Problem 2: Determine the heat capacity of a coffee-cup calorimeter. During calibration 100.0 g of water at 58.5 °C has been added to 100.0 g of water, already in the calorimeter, at 22.8 °C. Calculate the heat capacity of the calorimeter in J/°C, if final temperature of the water is 39.7 °C. (Specific heat of water is 4.184 J/g °C.)

Solution:

1) Heat given up by warm water:
q = (100.0 g) (18.8 °C) (4.184 J/g °C) = 7865.92 J

2) Heat absorbed by water in the calorimeter:
q = (100.0 g) (16.9 °C) (4.184 J/g °C) = 7070.96 J

3) The difference was absorbed by the calorimeter:
7865.92 - 7070.96 = 794.96 J

4) Calorimeter constant:
794.96 J / 16.9 °C = 47.0 J/°C

Problem 3: Determine the final temperature when 10.0 g of aluminum at 130.0 °C mixes with 200.0 grams of water at 25.0 °C.

Please note the starting temperature of the metal is above the boiling point of water. In reality, the sample may vaporize a tiny amount of water, but we will assume it does not for the purposes of the calculation.

Solution:

1) The colder water will warm up and the warmer metal will cool down. The whole mixture will equilibrate up at the same temperature. The energy which "flowed" out of the warmer metal equals the energy which "flowed" into the colder water:

Qaluminum = Qwater
(10) (130 - x) (0.901) = (200.0 )(x - 25) (4.18)

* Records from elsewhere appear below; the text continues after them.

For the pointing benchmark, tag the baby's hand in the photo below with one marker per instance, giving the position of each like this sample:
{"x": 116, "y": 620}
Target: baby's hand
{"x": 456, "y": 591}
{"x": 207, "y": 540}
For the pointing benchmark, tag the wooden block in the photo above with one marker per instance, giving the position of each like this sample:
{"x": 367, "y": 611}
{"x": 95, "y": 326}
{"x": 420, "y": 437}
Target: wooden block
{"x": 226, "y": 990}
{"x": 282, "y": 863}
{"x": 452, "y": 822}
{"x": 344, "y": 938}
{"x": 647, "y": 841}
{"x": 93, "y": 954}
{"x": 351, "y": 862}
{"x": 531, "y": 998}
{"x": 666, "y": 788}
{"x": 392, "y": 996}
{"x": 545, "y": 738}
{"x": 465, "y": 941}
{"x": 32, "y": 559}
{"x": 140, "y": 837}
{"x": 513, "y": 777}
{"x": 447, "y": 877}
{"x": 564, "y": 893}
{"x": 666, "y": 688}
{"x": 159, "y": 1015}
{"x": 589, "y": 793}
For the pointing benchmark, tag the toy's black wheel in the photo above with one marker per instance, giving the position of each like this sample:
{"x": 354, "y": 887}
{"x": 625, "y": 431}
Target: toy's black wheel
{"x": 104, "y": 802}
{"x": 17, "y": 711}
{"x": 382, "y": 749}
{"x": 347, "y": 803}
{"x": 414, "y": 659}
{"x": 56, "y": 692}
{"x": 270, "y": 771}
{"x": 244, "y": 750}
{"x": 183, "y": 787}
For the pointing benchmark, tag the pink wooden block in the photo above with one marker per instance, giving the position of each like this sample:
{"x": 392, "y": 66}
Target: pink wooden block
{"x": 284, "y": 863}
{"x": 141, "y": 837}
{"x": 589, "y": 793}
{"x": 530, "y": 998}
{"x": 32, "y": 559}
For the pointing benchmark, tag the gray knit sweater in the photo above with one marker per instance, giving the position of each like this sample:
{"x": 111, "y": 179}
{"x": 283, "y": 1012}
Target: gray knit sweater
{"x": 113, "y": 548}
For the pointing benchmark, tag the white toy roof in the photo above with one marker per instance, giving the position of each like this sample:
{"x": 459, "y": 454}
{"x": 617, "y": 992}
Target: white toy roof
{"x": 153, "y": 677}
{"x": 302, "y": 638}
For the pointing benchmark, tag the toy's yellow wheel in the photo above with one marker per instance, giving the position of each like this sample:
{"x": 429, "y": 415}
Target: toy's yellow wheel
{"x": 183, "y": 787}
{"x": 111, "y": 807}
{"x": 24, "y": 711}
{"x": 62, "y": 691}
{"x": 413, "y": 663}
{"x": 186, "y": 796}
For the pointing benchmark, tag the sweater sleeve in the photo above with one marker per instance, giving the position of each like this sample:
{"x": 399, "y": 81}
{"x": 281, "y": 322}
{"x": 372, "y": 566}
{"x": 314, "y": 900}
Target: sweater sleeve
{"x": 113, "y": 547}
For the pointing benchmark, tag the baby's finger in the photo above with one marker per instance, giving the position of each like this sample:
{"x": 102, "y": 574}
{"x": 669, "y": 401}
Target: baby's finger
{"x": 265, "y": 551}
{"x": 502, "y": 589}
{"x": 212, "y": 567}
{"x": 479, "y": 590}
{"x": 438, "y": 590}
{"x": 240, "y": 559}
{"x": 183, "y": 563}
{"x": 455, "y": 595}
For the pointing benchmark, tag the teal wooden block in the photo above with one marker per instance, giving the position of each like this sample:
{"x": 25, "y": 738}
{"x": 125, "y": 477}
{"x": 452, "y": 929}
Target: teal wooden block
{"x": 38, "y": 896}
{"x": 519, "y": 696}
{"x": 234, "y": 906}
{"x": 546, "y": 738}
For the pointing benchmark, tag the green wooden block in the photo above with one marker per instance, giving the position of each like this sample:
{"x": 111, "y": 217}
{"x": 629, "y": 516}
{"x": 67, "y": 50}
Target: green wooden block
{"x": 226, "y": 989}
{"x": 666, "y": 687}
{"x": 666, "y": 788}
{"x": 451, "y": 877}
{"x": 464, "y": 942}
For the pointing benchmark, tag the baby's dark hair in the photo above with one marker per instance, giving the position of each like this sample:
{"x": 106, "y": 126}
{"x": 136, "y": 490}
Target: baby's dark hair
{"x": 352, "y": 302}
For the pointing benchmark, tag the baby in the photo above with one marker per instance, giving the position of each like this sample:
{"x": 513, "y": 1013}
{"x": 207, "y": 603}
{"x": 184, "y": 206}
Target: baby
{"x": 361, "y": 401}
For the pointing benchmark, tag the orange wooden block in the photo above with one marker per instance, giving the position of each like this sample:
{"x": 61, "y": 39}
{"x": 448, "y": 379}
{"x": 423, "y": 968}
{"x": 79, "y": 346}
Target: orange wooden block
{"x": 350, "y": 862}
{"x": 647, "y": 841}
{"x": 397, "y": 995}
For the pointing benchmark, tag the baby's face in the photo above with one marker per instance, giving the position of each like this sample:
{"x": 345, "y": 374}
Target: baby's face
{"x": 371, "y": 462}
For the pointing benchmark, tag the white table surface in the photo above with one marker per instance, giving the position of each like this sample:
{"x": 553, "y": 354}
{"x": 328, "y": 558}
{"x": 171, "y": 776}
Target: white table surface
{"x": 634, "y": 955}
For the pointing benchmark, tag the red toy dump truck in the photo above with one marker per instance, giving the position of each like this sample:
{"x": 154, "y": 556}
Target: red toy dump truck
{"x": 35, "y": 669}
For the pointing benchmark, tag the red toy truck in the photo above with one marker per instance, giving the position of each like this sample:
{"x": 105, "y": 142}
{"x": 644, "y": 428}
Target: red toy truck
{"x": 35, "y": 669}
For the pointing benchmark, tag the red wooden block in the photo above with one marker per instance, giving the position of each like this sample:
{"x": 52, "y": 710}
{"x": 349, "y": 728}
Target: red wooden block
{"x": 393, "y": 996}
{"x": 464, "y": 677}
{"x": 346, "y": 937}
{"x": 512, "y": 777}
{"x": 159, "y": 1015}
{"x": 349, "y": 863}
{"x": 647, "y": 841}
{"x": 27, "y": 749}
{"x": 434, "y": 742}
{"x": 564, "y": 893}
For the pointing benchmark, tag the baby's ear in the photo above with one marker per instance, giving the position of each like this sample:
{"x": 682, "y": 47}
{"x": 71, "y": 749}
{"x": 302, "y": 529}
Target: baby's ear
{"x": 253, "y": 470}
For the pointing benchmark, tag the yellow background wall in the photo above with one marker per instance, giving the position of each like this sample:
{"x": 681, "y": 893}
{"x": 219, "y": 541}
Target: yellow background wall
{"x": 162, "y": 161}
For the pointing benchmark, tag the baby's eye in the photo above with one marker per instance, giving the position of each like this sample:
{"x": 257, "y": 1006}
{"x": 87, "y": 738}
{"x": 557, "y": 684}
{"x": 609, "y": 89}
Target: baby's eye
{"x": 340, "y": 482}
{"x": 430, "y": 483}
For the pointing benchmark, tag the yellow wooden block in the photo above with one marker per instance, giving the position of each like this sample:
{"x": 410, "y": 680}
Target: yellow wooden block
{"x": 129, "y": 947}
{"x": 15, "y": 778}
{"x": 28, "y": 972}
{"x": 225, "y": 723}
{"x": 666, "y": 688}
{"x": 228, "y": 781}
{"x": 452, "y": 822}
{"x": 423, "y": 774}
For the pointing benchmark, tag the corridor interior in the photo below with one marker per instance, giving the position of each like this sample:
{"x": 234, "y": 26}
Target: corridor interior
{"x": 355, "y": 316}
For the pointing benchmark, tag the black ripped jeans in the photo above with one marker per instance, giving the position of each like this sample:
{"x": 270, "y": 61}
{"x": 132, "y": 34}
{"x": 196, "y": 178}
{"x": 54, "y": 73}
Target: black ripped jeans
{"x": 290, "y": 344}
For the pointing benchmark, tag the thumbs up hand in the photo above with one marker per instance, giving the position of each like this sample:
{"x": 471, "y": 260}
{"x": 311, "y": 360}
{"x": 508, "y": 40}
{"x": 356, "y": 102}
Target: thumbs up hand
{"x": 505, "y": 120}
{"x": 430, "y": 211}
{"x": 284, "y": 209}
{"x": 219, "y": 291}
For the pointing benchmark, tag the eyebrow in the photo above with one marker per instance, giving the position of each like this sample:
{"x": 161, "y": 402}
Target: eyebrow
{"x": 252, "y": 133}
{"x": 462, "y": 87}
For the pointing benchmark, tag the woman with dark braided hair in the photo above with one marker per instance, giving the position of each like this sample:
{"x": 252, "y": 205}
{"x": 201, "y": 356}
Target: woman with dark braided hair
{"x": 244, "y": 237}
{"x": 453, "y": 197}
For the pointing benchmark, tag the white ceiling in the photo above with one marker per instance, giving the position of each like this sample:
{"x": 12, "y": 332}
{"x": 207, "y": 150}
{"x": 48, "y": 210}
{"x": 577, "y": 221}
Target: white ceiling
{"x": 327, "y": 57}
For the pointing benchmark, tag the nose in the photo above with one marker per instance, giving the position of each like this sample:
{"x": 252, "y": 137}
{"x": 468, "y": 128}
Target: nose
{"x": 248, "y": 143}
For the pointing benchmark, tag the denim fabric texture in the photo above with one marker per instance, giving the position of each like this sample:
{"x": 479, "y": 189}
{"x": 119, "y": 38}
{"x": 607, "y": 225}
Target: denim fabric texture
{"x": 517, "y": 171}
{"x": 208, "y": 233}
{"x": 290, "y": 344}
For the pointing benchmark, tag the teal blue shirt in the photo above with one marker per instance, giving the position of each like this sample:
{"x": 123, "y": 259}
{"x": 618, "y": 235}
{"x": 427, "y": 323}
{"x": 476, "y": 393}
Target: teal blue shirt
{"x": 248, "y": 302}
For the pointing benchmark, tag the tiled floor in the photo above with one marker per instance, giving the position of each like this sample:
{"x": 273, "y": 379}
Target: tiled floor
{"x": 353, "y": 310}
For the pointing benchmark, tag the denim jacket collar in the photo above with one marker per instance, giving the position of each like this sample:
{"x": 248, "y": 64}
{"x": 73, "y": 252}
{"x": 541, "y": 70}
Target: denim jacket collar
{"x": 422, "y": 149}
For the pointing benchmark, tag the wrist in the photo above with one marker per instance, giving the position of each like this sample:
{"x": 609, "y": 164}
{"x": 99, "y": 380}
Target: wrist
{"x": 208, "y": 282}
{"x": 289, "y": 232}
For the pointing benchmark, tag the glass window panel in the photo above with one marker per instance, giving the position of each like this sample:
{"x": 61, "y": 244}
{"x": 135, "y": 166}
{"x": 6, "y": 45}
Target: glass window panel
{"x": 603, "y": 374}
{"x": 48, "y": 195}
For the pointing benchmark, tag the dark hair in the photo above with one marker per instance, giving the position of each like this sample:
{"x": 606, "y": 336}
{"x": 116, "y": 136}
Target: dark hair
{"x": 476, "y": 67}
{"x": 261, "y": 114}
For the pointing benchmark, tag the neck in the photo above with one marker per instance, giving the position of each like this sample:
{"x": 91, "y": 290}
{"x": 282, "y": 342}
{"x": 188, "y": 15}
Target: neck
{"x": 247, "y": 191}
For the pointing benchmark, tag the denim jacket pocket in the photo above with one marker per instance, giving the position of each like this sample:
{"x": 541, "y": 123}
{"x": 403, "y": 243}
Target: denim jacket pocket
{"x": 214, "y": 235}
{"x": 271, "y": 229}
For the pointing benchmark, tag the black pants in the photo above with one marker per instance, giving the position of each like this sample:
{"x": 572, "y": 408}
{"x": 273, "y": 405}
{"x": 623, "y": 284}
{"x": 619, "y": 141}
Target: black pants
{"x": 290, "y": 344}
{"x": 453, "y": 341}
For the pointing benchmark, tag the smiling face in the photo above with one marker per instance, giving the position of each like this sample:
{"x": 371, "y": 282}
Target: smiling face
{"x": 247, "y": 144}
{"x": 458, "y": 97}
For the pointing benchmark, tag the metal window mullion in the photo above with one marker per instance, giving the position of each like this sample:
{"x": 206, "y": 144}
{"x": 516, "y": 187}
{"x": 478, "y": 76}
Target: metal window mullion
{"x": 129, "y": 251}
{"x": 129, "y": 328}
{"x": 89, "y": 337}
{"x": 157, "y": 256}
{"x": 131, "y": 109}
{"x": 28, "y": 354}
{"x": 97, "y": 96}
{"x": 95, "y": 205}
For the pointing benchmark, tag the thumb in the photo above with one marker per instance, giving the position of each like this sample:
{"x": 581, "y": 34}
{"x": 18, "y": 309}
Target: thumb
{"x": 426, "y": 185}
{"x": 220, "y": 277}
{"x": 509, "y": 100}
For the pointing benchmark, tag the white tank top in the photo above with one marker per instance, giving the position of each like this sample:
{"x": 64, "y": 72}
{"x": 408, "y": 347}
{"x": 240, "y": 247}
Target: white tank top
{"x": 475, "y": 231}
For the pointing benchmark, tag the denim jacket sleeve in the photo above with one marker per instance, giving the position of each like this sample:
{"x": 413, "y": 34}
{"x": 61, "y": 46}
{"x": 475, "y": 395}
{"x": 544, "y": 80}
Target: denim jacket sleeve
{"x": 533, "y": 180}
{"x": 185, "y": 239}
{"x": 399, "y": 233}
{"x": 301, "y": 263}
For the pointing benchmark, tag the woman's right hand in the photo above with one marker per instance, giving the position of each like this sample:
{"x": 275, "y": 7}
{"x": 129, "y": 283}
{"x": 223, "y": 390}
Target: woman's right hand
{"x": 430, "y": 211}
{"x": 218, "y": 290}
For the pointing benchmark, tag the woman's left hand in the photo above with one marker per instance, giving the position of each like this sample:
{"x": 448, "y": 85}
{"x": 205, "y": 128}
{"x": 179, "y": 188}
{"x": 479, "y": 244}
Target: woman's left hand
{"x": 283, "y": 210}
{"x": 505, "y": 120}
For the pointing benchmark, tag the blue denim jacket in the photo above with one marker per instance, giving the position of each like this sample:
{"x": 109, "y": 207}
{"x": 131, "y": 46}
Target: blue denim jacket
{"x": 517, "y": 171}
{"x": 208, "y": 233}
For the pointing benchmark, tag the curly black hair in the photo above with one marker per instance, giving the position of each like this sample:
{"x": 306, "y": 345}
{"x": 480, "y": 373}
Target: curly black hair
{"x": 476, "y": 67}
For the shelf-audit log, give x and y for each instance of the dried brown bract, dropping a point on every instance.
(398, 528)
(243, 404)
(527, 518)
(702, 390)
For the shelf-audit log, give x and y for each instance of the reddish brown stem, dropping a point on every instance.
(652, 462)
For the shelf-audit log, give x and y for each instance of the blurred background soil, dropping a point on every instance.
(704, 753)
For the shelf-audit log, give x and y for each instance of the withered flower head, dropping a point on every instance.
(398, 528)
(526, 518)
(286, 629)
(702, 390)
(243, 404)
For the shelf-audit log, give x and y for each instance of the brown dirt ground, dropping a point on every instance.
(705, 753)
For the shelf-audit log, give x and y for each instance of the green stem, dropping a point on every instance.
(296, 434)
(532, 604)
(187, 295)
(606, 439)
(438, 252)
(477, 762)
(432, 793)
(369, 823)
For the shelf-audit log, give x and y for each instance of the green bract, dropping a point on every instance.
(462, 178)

117.13 - 0.901x = 83.6x - 2090

x = 26.12 °C.

Important! Water didn’t cross temperature of phase transition – vaporization; otherwise calculation would be more complex.

Calculation of reaction standard Gibbs free energy:
For the general reaction aA + bB -> cC + dD
ΔG°rxn = cΔGf°(C) + dΔGf°(D) - aΔGf°(A) - bΔGf°(B)

Example: Calculate the Gibbs free energy for the following reaction at 25 °C.
Cu (s) + H2O (g) -> CuO (s) + H2 (g)
ΔG°rxn = ΔGf°(CuO (s)) – ΔGf°(H2O (g)) = (–129.7 kJ/mol) – (–228.6 kJ/mol)
= 98.9 kJ/mol
ΔGf° = 0; for elements in their standard state by definition.
At equilibrium, ΔG = 0!


Important points

Application uses dot as a decimal separator.

Special attention should be paid for units’ consistency.